A minimal dual-encoder vision-language model can be written as follows:

import torch
import torch.nn as nn
import torch.nn.functional as F

class VisionLanguageDualEncoder(nn.Module):
    def __init__(self, vision_encoder, text_encoder, vision_dim, text_dim, embed_dim):
        super().__init__()
        self.vision_encoder = vision_encoder
        self.text_encoder = text_encoder

        self.image_proj = nn.Linear(vision_dim, embed_dim)
        self.text_proj = nn.Linear(text_dim, embed_dim)

        self.logit_scale = nn.Parameter(torch.tensor(1.0))

    def encode_image(self, images):
        h = self.vision_encoder(images)
        z = self.image_proj(h)
        return F.normalize(z, dim=-1)

    def encode_text(self, tokens):
        h = self.text_encoder(tokens)
        z = self.text_proj(h)
        return F.normalize(z, dim=-1)

    def forward(self, images, tokens):
        image_emb = self.encode_image(images)
        text_emb = self.encode_text(tokens)

        scale = self.logit_scale.exp()
        logits = scale * image_emb @ text_emb.T

        return logits

Training step:

def contrastive_step(model, images, tokens):
    logits = model(images, tokens)
    labels = torch.arange(logits.size(0), device=logits.device)

    loss_image = F.cross_entropy(logits, labels)
    loss_text = F.cross_entropy(logits.T, labels)

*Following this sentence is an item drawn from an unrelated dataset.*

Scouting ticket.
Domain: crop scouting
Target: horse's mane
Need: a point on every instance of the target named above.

    return (loss_image + loss_text) / 2

This model is small compared with production systems, but it contains the core idea: image and text are encoded into a shared embedding space, then trained by matching correct pairs.

Evaluation

Vision-language models are evaluated according to the task.

For retrieval, the model ranks texts for an image or images for a text. Common metrics include recall at kk, median rank, and mean reciprocal rank.

For captioning, metrics compare generated captions against reference captions. These metrics are imperfect because many valid captions may describe the same image.

For VQA, accuracy is used when answers are short and standardized. For open-ended answers, evaluation may require semantic matching or human judgment.

For multimodal chat models, evaluation is harder. The model may need to describe images, reason about diagrams, compare objects, read text inside images, and avoid hallucinating unsupported details.

Failure Modes

Vision-language models have several characteristic failure modes.

They may hallucinate objects that are not present in the image. They may miss small objects. They may rely on dataset bias rather than visual evidence. They may struggle with counting, spatial relations, fine-grained attributes, and text embedded in images. They may also overfit to common caption patterns.

For example, if many training captions say “a man riding a horse,” the model may predict a horse even when the image contains a donkey or mule. This is a semantic prior overriding visual evidence.

A reliable model should express uncertainty when the image lacks enough evidence. It should separate what is visible from what is inferred.

Summary

Vision-language models connect images and text through shared representations, cross-attention, or multimodal generation. The simplest systems learn an embedding space where matching images and captions are close. More advanced systems condition language models on visual tokens and can answer questions, describe scenes, follow instructions, and interact with tools.

The key theoretical ideas are representation alignment, contrastive learning, cross-modal attention, autoregressive generation, and multimodal grounding. In PyTorch, these ideas reduce to a small number of tensor operations: image encoding, text encoding, projection, normalization, attention, similarity computation, and cross-entropy training.